Remington model 8, first went into production in 1906.

















What is ridiculous is ascribing any significance to the type of weapon that someone takes into the woods to hunt with. If it's legal, it's legal and that should be the end of it.


----------



## Munsterlndr (Oct 16, 2004)

jatc said:


> Do you know if at one time the law used to state "6mm/.243" for minimum caliber? I know it states "centerfire cartridge .22 caliber or larger" and has for the last several years, but for some reason the .243 minimum keeps coming back to me when I think about it. I honestly don't know where the connection is coming from. Maybe I'm just losing it.:sad:


I don't think there has ever been a caliber limitation on centerfire cartridges in Michigan, I looked through the DNR regulations history page and didn't see any indication that the law changed at some point.


----------



## anon12192013aazz (Dec 10, 2010)

The game agency in most states is wise enough to prohibit 22 caliber rifles being used for big game, regardless of whether they are rimfire or centerfire. This is not because the cartridges are incapable of killing a big game animal quickly and humanely, it is because they leave very little margin for error, and many hunters make small errors in shot placement when under duress. About the only redeeming factor in rounds like the 223, 22-250 and 220 Swift being legal for deer, is that they give younger shooters an option with almost no recoil concerns. 

Personally, I would only use such cartridges if I was hand-loading premium bullets of relatively heavy weight. I'd much rather stick with a 243 or larger, since recoil still isn't a problem. Even my 12 year-old daughter started out hunting with a 44/40 and stout handloads that made it kick about like a 30-30 with 150gr bullets.


----------



## Whitetail Freak (Nov 10, 2008)

My daughter turns 12 a couple days before nov 15 and will be using my dads mini 14 (223) on the 15th with premium ammo. Her farthest shot would be 75 yds + - and with a rest. If all goes well she will be owning a 243 for next yr.


----------



## Maniac-TP (Aug 18, 2011)

Chill out history major, i said thats my opinion...i meant traditional in a way as in like 1970-present. I dont like hunting with assualt rifles...jeez a week and a half of this forum and i already hate it. Is this how you get paying members by nit picking and trying to be smarter than everyone jeez...


=TP


----------



## Munsterlndr (Oct 16, 2004)

Maniac-TP said:


> Chill out history major, i said thats my opinion...i meant traditional in a way as in like 1970-present. I dont like hunting with assualt rifles...jeez a week and a half of this forum and i already hate it. Is this how you get paying members by nit picking and trying to be smarter than everyone jeez...
> 
> 
> =TP


Nit picking? You say that it's ridiculous to hunt with autoloaders and that people that do so are lazy and you want me to chill out? :lol:

If you don't like hunting with assault rifles, then don't hunt with one. 

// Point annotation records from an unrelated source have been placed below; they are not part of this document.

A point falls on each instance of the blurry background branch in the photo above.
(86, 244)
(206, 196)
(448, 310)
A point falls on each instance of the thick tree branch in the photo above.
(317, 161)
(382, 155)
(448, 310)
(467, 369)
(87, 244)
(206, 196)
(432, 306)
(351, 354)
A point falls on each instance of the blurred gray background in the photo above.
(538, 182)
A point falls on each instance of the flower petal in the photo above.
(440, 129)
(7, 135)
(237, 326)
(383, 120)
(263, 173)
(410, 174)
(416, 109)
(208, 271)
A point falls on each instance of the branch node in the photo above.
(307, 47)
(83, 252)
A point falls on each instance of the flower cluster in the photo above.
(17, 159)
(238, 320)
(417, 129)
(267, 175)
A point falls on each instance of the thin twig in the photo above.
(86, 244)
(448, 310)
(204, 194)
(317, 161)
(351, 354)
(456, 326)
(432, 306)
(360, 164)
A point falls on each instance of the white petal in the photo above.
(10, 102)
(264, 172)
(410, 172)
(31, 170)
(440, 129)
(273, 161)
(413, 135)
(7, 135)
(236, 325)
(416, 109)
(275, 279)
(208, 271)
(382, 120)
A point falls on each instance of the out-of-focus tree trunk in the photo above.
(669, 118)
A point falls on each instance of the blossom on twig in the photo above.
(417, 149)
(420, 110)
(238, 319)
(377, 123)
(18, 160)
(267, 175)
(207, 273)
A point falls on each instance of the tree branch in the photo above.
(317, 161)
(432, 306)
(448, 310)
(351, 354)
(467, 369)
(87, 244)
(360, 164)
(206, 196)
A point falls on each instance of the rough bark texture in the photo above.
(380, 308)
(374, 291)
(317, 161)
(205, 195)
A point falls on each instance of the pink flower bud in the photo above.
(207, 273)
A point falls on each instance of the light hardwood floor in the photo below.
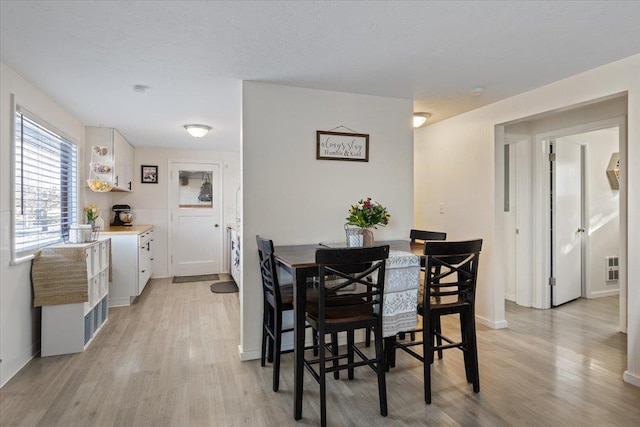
(172, 360)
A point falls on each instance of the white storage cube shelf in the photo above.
(70, 328)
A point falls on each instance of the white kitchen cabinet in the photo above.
(112, 152)
(132, 259)
(70, 328)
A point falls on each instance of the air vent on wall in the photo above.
(612, 268)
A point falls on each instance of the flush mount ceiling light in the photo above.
(477, 91)
(197, 131)
(140, 88)
(419, 119)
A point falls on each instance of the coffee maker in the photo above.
(122, 215)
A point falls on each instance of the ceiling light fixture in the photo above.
(477, 91)
(140, 88)
(419, 119)
(197, 131)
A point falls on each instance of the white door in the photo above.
(566, 225)
(195, 213)
(523, 235)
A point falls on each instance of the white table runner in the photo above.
(400, 293)
(399, 313)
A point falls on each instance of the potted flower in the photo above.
(367, 214)
(92, 212)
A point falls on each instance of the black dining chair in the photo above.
(277, 299)
(425, 236)
(451, 273)
(335, 310)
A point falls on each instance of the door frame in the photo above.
(541, 223)
(219, 187)
(552, 147)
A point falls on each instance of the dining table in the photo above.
(300, 262)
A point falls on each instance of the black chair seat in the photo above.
(277, 299)
(330, 310)
(451, 272)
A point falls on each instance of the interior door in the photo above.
(195, 213)
(567, 226)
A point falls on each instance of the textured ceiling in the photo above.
(193, 55)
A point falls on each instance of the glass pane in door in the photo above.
(195, 189)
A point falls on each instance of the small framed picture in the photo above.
(342, 146)
(149, 174)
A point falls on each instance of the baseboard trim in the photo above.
(12, 367)
(602, 294)
(254, 354)
(630, 378)
(501, 324)
(119, 302)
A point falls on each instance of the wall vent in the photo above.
(612, 268)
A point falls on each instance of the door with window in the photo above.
(195, 214)
(567, 228)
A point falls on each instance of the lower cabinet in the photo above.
(132, 258)
(70, 328)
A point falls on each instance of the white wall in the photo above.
(19, 321)
(457, 159)
(602, 202)
(150, 201)
(292, 198)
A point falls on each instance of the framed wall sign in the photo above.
(149, 174)
(342, 146)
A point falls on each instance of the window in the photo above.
(45, 185)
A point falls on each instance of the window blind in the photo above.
(45, 185)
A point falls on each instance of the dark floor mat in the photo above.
(202, 278)
(224, 287)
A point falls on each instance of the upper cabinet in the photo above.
(109, 157)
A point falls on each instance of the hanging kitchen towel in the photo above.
(59, 276)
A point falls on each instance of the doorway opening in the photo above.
(195, 213)
(539, 234)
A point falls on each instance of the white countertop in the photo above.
(121, 229)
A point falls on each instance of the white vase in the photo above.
(367, 234)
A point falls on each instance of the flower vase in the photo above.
(354, 236)
(367, 235)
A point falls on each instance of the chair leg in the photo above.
(315, 341)
(277, 344)
(264, 340)
(473, 352)
(382, 383)
(427, 351)
(466, 350)
(334, 352)
(350, 344)
(322, 380)
(437, 326)
(270, 344)
(390, 352)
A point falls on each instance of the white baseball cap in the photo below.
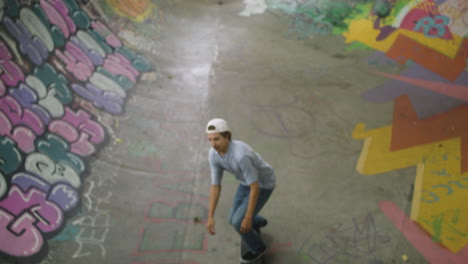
(217, 125)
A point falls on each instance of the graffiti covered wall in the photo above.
(60, 70)
(426, 41)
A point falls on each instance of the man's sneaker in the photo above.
(257, 228)
(250, 257)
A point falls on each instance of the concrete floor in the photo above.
(295, 101)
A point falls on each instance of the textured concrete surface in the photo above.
(297, 101)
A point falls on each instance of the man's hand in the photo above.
(210, 226)
(246, 225)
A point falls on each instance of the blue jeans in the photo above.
(238, 211)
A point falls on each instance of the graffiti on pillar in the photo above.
(53, 55)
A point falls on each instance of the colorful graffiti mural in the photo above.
(53, 58)
(430, 98)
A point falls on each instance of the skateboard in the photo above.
(245, 249)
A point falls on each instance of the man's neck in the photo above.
(222, 153)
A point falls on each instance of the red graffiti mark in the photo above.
(409, 131)
(453, 90)
(405, 48)
(163, 239)
(171, 185)
(432, 252)
(159, 211)
(279, 247)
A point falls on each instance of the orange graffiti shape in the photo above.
(405, 48)
(409, 131)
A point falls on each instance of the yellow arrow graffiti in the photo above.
(440, 191)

The OP asked a legitimate question and instead of offering a substantive response you shared with us that hunting with a semi-auto is ridiculous and that you are lazy if you do so. I merely pointed out that hunters have been hunting with autoloaders for over a hundred years. 

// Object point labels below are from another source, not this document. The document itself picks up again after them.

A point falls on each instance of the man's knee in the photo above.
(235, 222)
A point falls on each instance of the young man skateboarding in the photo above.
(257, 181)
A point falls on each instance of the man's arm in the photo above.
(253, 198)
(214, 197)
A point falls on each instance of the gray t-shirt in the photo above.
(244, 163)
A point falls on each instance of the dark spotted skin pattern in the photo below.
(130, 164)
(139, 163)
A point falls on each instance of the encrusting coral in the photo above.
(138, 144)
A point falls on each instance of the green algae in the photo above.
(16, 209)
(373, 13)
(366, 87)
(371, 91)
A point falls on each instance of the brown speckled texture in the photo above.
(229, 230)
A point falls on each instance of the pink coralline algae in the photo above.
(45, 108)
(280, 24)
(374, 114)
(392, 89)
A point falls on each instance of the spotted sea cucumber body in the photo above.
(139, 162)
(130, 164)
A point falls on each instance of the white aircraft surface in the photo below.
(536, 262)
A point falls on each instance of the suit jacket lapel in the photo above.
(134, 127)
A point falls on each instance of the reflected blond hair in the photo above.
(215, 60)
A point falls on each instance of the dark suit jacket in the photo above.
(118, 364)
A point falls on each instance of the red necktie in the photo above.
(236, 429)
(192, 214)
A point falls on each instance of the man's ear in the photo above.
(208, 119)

Sometimes I hunt with a single shot. Sometimes with a bolt action. Sometimes I hunt with a Ruger .44 magnum autoloader. So we should assume that on the days that I hunt with the Ruger, I'm being ridiculous and lazy but not on the others? 

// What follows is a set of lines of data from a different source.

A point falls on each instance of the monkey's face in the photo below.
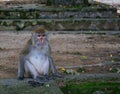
(41, 38)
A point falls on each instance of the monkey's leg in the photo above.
(53, 68)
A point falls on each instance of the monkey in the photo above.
(38, 62)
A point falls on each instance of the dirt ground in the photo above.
(68, 50)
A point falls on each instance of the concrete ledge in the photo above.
(14, 86)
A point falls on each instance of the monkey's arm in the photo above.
(21, 69)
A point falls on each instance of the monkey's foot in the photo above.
(58, 75)
(35, 83)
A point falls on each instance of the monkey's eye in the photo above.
(41, 35)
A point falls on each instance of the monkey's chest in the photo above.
(40, 63)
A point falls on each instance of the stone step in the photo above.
(62, 24)
(57, 13)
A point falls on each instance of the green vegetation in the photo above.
(92, 88)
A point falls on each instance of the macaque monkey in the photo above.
(38, 62)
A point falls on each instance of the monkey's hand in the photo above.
(58, 75)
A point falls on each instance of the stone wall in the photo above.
(69, 2)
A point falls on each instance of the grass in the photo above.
(92, 87)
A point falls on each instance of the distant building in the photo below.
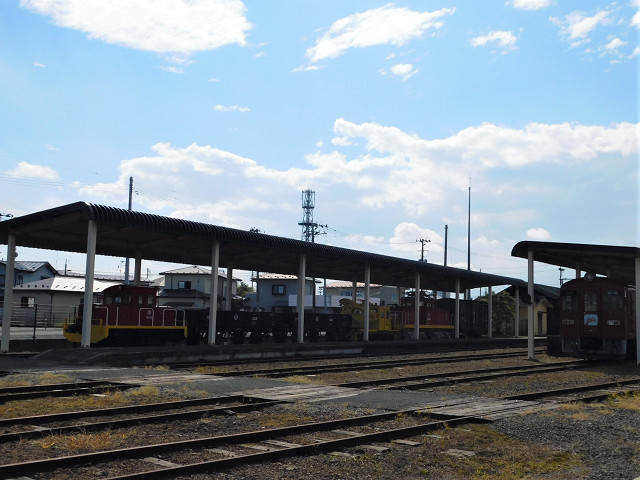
(191, 287)
(51, 300)
(278, 293)
(544, 301)
(383, 294)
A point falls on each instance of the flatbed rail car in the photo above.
(128, 315)
(256, 327)
(597, 318)
(434, 322)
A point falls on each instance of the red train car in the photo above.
(434, 321)
(128, 315)
(597, 318)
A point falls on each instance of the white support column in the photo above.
(638, 310)
(366, 309)
(138, 269)
(8, 292)
(532, 354)
(456, 319)
(416, 308)
(92, 234)
(516, 327)
(301, 281)
(213, 293)
(227, 303)
(490, 312)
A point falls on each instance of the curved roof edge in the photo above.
(609, 260)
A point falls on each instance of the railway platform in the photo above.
(165, 355)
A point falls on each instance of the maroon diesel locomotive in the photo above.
(597, 318)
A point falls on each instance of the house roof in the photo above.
(62, 284)
(127, 233)
(612, 261)
(30, 266)
(350, 285)
(192, 270)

Welcome to the forum but if you throw stones at people, don't be surprised if some get heaved back at you.


----------



## uptracker (Jul 27, 2004)

Maniac-TP said:


> Chill out history major, i said thats my opinion...i meant traditional in a way as in like 1970-present. I dont like hunting with assualt rifles...jeez a week and a half of this forum and i already hate it. Is this how you get paying members by nit picking and trying to be smarter than everyone jeez...
> 
> 
> =TP


Hahahahahahahahah....can't stop......hahahahahahahah....LMFAO!!!!:lol::lol::lol::lol::lol::lol::lol::lol::lol::lol:

I tried using more smiley's, but I guess one is limited to 10!


----------



## Maniac-TP (Aug 18, 2011)

Did you miss the point in my reply where i stated that its my opinion and i dont mean to offend those? Guess not...


=TP


----------



## uptracker (Jul 27, 2004)

You need to retire for real Munster....like Hover-Round for real. Give it up...it's been a good journey. Just move on to reading Huck Fin or Hemmingway books while Days of Our Lives is on and cardinals are at your bird feeder out the back window while sipping tea and eating scones and smoking a premium pipe tobabcco out of a $300 Dr. Grabow pipe in you armchair with a cardigan on and tiny little glasses you can glare over when there's small children tooling around the house messing with your high class Chess set made from elephant ivory.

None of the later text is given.